Blog AMP jan 2019
Vers une normalisation de l’éros
Le nombre des symptômes que constitue l’union de deux êtres est indéfini. Et ce d’autant plus que, par les temps qui courent, le nombre de ces symptômes ne cessent de croître et de se multiplier : consommation de partenaires divers et variés, concubinage, union libre, co-parentalité, mariage laïc ou consacré par l’Église, relation épisodique et erratique, j’en passe. Toutes ces modalités du couple existent aujourd’hui. Mais le mariage reste un symptôme normal comme le note Jacques-Alain Miller. Cette institution demeure en effet une institution d’importance dans bien des pays du monde. Les débats qui ont entouré le mariage pour tous en France, type d’union dont on discute encore dans les chaumières en attestent assez.

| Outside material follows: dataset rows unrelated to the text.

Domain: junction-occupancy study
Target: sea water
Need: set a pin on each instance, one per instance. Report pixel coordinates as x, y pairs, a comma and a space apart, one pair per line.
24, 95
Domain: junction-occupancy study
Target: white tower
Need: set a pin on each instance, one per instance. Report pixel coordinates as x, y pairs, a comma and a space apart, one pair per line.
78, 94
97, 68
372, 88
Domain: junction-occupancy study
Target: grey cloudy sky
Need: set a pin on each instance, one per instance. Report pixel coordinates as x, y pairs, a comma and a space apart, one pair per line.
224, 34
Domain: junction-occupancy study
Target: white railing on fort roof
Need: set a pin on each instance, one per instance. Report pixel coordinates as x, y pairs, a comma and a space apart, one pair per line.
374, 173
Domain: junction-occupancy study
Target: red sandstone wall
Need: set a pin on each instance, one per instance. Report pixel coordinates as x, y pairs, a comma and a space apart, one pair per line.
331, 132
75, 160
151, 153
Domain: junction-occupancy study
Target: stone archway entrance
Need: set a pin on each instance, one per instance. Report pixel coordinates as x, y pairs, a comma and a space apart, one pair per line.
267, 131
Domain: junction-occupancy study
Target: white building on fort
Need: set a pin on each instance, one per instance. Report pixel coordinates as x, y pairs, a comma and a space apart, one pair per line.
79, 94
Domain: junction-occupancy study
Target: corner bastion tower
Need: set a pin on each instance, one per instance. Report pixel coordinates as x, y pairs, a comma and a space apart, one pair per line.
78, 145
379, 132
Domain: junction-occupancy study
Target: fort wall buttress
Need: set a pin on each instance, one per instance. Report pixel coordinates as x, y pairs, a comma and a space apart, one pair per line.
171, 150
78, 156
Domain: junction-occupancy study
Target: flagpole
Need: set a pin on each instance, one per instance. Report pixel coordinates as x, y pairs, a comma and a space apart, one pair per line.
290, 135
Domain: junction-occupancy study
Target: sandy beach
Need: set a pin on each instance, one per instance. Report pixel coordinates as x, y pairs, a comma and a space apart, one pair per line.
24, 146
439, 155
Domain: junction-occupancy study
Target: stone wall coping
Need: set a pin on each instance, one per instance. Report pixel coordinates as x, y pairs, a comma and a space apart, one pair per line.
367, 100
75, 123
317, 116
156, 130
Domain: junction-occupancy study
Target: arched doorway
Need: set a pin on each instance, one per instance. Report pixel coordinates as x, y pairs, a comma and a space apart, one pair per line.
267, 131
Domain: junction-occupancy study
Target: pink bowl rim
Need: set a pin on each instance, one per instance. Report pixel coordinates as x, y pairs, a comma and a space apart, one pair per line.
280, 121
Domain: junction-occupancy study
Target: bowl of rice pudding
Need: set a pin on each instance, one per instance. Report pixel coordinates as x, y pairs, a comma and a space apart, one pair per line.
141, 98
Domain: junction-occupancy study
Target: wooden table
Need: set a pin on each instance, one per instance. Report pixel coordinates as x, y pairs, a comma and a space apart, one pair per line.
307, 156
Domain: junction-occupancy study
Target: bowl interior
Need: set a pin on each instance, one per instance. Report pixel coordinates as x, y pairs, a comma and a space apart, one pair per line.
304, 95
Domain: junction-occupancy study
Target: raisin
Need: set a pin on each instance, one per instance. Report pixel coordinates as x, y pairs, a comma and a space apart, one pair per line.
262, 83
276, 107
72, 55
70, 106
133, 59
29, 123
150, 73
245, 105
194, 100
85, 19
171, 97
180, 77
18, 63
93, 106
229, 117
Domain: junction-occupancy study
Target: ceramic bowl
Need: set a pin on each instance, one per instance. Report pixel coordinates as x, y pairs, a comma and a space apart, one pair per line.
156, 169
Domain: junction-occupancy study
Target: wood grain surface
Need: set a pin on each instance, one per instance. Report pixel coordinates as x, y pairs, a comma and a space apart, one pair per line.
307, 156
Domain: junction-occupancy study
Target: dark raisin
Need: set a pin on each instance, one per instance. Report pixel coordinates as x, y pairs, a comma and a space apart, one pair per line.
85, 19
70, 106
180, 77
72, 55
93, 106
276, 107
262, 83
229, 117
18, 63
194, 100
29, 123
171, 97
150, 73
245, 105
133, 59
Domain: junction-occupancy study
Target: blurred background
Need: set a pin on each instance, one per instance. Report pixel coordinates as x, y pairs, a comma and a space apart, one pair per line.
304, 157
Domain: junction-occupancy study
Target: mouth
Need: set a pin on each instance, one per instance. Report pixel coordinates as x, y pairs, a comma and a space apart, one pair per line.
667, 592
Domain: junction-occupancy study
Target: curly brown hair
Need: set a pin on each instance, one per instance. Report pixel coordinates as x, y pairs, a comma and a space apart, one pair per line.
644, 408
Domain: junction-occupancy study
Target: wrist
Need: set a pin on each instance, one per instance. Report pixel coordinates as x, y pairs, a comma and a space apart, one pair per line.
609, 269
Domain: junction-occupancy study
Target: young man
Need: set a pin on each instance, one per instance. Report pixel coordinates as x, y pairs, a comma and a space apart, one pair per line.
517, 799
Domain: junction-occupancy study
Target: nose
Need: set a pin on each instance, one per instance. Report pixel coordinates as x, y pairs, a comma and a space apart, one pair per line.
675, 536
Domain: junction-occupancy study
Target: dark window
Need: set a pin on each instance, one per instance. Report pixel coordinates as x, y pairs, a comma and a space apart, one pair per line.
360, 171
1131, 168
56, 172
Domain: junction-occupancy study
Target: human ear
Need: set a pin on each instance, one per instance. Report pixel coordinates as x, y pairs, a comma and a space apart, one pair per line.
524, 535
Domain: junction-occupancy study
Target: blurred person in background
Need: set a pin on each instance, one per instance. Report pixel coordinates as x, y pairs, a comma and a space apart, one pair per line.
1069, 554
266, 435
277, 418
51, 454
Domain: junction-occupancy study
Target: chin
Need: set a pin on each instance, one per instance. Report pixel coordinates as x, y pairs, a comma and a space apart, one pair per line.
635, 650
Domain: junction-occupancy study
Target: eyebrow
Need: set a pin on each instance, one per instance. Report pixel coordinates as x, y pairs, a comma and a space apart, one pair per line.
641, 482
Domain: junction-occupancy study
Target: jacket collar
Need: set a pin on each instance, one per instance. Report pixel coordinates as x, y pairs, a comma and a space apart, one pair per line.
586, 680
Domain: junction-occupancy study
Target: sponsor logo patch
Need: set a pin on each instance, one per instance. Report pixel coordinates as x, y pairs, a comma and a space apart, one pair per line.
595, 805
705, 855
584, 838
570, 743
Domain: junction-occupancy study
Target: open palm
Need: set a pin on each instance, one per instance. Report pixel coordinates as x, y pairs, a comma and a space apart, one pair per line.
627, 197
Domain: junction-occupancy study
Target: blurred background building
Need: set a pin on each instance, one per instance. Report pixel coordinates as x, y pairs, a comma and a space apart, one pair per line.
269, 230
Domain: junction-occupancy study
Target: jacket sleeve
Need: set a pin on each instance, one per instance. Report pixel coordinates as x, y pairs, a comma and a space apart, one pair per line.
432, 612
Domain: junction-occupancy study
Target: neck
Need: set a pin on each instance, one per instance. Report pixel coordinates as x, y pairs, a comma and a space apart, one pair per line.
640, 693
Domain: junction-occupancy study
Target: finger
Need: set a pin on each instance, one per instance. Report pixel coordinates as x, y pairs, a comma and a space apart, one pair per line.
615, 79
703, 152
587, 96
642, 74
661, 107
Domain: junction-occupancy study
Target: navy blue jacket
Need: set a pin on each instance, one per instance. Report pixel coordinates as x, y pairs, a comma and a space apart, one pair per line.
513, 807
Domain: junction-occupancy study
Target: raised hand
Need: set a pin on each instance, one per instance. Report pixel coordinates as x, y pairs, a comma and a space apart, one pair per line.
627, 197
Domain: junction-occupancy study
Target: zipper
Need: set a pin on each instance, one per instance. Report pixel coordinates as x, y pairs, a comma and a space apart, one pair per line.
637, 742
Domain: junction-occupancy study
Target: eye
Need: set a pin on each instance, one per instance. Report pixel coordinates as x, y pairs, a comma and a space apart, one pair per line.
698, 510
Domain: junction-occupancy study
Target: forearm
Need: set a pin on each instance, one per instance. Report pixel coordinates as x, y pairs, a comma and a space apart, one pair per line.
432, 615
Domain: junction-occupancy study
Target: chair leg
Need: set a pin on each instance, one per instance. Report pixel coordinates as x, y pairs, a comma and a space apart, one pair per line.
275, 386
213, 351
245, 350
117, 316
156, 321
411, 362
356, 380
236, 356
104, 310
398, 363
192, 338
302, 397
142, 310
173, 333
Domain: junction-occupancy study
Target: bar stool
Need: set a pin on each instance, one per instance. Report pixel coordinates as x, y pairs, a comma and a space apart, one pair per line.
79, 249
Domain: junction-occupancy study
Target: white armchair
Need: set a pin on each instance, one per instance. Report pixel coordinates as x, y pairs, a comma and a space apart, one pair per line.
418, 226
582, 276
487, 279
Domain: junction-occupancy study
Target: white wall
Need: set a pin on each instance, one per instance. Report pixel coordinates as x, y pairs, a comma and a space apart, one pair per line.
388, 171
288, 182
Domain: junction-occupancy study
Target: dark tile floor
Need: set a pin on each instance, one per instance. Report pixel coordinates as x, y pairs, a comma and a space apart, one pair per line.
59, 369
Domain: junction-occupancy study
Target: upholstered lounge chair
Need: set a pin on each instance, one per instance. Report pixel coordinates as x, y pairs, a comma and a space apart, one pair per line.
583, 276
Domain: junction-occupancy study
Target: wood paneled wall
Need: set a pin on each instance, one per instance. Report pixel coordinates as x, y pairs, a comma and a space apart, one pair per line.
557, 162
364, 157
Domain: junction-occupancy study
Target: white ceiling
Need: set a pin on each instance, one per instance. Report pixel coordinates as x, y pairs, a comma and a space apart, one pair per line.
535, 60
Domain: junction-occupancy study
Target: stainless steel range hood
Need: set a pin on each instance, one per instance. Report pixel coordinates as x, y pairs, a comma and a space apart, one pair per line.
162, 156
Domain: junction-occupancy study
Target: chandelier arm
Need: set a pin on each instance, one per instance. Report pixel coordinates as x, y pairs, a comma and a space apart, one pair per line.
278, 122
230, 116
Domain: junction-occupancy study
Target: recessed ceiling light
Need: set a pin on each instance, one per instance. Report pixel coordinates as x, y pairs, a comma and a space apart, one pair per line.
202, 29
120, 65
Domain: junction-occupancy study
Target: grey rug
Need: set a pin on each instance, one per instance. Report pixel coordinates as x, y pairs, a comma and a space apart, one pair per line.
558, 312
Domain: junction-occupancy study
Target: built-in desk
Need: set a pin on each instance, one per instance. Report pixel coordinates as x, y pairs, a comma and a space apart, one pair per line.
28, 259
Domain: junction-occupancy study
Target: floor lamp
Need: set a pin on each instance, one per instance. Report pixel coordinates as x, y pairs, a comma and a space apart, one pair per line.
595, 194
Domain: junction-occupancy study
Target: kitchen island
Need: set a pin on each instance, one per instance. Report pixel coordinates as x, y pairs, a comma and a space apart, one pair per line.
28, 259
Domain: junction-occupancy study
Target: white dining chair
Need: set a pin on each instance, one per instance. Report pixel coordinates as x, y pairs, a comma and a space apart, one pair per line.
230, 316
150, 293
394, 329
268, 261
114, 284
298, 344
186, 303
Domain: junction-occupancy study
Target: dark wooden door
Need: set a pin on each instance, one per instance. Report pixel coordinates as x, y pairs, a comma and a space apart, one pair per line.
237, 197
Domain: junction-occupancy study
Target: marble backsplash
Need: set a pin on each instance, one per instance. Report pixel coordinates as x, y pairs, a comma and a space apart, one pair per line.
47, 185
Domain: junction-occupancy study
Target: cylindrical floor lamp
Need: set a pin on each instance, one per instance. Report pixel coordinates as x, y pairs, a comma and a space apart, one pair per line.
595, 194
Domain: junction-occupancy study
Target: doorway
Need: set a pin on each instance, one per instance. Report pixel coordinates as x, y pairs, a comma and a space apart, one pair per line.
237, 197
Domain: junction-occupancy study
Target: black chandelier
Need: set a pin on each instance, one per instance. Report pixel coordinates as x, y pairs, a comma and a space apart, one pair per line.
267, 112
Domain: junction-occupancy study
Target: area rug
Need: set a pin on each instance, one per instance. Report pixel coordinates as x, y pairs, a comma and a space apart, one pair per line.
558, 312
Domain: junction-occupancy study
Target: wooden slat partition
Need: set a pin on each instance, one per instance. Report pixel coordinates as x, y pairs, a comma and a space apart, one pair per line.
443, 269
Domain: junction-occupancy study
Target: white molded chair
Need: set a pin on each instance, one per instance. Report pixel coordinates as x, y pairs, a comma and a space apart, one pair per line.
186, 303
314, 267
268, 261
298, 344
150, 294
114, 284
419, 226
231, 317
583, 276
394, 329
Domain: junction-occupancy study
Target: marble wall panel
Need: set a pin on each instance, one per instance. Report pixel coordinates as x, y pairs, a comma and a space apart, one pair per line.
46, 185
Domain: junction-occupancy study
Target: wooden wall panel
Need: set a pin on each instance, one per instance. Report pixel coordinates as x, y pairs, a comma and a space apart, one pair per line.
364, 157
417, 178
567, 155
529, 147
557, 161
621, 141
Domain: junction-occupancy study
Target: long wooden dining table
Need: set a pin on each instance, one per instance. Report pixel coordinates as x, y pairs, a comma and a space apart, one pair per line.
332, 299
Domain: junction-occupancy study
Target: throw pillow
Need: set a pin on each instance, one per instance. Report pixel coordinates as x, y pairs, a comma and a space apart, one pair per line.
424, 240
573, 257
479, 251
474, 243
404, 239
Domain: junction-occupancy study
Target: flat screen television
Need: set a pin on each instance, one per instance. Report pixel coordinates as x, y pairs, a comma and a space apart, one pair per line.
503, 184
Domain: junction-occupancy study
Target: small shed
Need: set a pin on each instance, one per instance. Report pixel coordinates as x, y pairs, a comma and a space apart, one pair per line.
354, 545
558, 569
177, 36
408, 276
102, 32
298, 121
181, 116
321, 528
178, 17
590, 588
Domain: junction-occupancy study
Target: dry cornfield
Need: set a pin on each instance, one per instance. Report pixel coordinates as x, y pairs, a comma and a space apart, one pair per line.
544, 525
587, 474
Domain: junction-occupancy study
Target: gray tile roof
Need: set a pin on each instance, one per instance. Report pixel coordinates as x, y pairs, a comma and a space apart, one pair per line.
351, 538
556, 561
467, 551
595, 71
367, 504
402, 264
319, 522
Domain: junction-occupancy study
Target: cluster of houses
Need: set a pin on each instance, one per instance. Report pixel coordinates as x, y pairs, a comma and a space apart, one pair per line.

Mais hétéro ou homo, quel est le véritable enjeu du mariage ? Nombreux sont les couples qui s’aiment assez pour avoir des enfants et s’unir à ce titre pour l’éternité par le biais d’une progéniture qu’ils partageront toute leur vie, tout en se refusant à s’unir par les liens du mariage. L’enjeu du mariage n’est donc pas l’union éternelle, d’autant que le divorce en constitue une voie de sortie aujourd’hui assez usitée. Mais l’enjeu du mariage ne se résume pourtant pas non plus à « un (simple) bout de papier », comme le prétendent ceux qui regardent ce symptôme d’un œil critique, ceux-là mêmes qui le récusent bien souvent au nom de ce que le mariage serait une institution trop normale, justement.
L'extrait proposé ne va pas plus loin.